Artist Focus: Kimathi Mafafo
- Anelisa Mangcu
- Nov 13
- 2 min read
In this weeks artist focus, we would like to give light to Kimathi Mafafo.
Kimathi Mafafo (b. 1984) - represented by EBONY/CURATED - is a multidisciplinary artist whose practice ranges from embroidery, and oil painting to installation. Born in the semi-arid Kimberley in the Northern Cape of South Africa, Mafafo questions historical stereotypes around gender inequality in Africa. She primarily focuses on celebrating the black female and abstracted forms, placing them in often verdant imagery characterised by lush greenery and sensuous drapery, far removed from the dusty mining town where she grew up.

‘While her compositions may burst with riotous plant life, each leaf and frond remain meticulously executed. Her compositions are seductive in their level of detail yet remain curiously flat, emphasising their highly staged nature and the narrative element, which is central to her work. Her imagery is partly guided by her desire to celebrate the black female form, inspiring women to embrace their own worth and beauty. Her earliest works are partly autobiographical and tell the story of a woman withdrawing from the urban lifestyle and finding strength in nature and within herself. Mafafo works alongside Mustapha Saadu — a tailor from Ghana — with whom she has collaborated on a series of embroideries telling stories of women trapped under the weight of tradition and not fully realising their worth. Embroidery is an ancient transcendent, and Kimathi, as an emerging female artist, has found solace in the art form, transforming herself and her artwork. ’ - 'This Woman’s Work’: a brief reading of Kimathi Mafafo’s artwork by Dr Same Mdluli, Arts Writer and Historian.

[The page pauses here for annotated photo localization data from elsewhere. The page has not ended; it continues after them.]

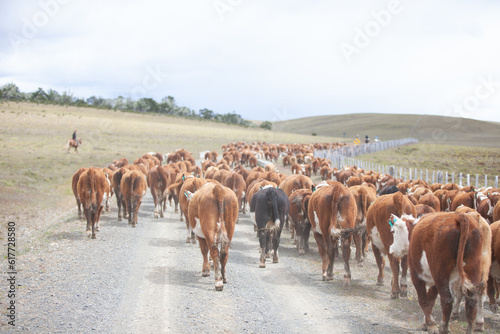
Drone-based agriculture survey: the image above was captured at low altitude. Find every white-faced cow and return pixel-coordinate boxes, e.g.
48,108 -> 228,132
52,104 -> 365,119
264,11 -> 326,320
250,186 -> 290,268
366,191 -> 416,298
188,182 -> 238,291
394,212 -> 492,334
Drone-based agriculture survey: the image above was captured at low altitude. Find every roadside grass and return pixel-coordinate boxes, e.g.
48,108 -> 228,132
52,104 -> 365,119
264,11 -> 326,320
358,143 -> 500,184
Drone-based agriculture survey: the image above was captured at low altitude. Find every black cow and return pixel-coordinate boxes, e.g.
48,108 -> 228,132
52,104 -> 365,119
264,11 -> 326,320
379,185 -> 399,196
250,186 -> 290,268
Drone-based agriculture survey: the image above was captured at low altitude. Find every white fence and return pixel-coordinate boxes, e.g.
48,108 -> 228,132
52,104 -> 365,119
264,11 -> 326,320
314,138 -> 499,188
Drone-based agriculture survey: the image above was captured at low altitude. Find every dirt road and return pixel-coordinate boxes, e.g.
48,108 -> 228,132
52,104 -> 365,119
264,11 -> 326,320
7,193 -> 500,333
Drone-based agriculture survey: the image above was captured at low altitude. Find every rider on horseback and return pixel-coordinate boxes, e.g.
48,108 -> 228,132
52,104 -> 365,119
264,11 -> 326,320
72,130 -> 77,140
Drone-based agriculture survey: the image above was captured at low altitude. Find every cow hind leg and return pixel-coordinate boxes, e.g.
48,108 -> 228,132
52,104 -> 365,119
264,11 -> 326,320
400,255 -> 408,298
258,231 -> 267,268
372,244 -> 385,285
388,254 -> 401,299
325,237 -> 336,281
84,210 -> 92,238
353,232 -> 363,267
313,232 -> 329,281
341,235 -> 352,286
437,284 -> 454,334
209,244 -> 223,291
198,237 -> 210,277
413,277 -> 438,334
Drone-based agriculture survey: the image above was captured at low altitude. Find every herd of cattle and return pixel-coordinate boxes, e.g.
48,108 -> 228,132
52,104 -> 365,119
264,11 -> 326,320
71,141 -> 500,334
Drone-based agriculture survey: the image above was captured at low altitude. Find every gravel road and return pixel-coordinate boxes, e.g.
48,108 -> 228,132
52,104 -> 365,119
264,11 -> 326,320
5,192 -> 500,333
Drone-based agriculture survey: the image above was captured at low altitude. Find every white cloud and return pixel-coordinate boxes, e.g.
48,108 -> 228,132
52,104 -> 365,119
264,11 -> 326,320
0,0 -> 499,123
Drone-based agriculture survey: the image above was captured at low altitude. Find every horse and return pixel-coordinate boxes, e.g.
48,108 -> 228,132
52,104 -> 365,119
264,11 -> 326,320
65,138 -> 82,153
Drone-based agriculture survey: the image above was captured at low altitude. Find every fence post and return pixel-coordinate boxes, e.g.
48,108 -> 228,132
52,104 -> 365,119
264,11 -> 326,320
436,171 -> 444,184
452,172 -> 455,184
475,174 -> 479,188
485,175 -> 488,188
496,176 -> 498,188
432,171 -> 435,184
445,171 -> 448,184
459,173 -> 462,187
467,174 -> 470,187
426,169 -> 428,183
409,168 -> 412,180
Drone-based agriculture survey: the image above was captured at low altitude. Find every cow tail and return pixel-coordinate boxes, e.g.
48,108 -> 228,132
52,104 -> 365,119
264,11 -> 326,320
88,167 -> 96,207
330,186 -> 341,232
393,191 -> 405,218
213,184 -> 225,226
266,189 -> 280,230
132,174 -> 142,195
457,213 -> 473,293
302,193 -> 311,221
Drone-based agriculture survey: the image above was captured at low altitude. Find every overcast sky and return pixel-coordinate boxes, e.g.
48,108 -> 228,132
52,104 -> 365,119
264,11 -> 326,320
1,0 -> 499,123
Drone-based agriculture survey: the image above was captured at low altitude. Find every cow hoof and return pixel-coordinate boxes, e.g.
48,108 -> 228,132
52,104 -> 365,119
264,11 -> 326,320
325,274 -> 334,281
273,258 -> 279,263
400,290 -> 407,298
118,217 -> 122,221
298,249 -> 305,255
390,292 -> 400,299
160,212 -> 164,218
422,323 -> 438,334
265,253 -> 271,259
259,263 -> 266,268
154,213 -> 159,219
215,281 -> 224,291
180,217 -> 184,222
132,224 -> 137,228
202,270 -> 210,277
474,322 -> 484,332
191,238 -> 196,244
377,278 -> 384,286
490,303 -> 498,313
223,278 -> 227,284
450,311 -> 459,319
91,234 -> 96,239
86,231 -> 91,238
186,238 -> 191,243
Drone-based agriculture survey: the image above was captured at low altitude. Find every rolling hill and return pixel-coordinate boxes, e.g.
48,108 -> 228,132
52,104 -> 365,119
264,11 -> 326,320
273,113 -> 500,148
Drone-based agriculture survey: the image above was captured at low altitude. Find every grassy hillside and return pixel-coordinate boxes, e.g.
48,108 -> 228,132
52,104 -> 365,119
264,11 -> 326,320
0,102 -> 340,229
273,113 -> 500,148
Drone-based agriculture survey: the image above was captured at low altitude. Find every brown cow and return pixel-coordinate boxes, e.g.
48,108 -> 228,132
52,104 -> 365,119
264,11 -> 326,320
415,204 -> 436,217
77,167 -> 107,239
308,182 -> 357,284
450,191 -> 477,212
397,212 -> 492,334
72,167 -> 88,219
148,165 -> 170,218
180,177 -> 208,243
493,201 -> 500,222
366,191 -> 416,298
279,174 -> 314,198
488,220 -> 500,313
291,163 -> 302,175
188,182 -> 238,291
121,170 -> 147,227
349,185 -> 377,266
112,167 -> 130,221
289,189 -> 312,254
417,193 -> 441,212
223,172 -> 246,214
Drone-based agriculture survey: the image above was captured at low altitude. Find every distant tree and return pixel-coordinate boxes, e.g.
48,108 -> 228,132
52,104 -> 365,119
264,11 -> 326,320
260,121 -> 272,130
30,87 -> 47,103
200,108 -> 215,120
0,83 -> 22,100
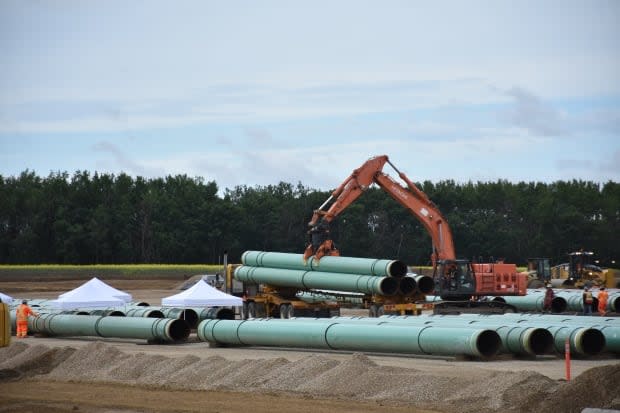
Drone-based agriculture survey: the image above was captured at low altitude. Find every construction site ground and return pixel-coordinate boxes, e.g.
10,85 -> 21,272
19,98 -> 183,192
1,276 -> 619,413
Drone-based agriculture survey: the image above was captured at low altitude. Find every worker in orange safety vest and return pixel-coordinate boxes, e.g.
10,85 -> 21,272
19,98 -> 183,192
597,287 -> 609,316
15,300 -> 39,338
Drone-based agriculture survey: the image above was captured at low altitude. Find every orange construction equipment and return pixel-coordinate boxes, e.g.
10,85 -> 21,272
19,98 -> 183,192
303,155 -> 526,312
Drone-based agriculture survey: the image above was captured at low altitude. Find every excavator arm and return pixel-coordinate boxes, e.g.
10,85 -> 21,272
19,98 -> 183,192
303,155 -> 456,267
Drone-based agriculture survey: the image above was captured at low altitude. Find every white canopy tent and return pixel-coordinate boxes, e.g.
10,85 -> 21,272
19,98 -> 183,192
59,277 -> 132,303
0,291 -> 14,304
51,279 -> 127,310
162,279 -> 243,307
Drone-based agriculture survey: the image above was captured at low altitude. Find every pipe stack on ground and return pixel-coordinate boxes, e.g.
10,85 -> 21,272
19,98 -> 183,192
492,289 -> 620,314
10,312 -> 190,343
197,318 -> 501,359
385,314 -> 613,356
236,251 -> 434,297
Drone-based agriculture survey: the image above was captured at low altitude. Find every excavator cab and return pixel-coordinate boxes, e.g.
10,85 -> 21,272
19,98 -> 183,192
435,259 -> 476,300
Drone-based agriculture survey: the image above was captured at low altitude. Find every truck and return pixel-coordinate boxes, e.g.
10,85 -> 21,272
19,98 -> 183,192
303,155 -> 527,315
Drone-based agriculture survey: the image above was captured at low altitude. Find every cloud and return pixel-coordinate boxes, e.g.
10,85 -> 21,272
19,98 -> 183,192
92,141 -> 165,177
555,149 -> 620,181
500,87 -> 566,136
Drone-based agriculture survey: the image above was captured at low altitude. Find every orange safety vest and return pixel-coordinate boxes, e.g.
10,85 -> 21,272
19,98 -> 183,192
598,290 -> 609,308
16,304 -> 34,322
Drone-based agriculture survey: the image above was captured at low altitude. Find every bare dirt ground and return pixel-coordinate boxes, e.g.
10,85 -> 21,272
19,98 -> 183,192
1,276 -> 619,413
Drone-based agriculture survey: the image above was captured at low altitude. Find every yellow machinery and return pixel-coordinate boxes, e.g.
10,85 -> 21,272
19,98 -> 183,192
549,251 -> 611,288
0,302 -> 10,347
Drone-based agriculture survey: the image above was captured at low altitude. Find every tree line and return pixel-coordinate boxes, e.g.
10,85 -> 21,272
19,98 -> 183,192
0,170 -> 618,267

Mafafo’s practice in painting and embroidery work is a raw articulation of two mediums that have embodied the Black woman and/or female’s body within the tradition of women’s work. In these, she creates a tension between becoming and being, concealing and revealing, retreating and showing up, all of which embody the arduous negotiations Black women have to make in navigating their existence in society.

Mafafo’s artworks can be found in important public and private collections worldwide, and she is currently showing in the group exhibition As Tides Change, on view until 4 December 2025.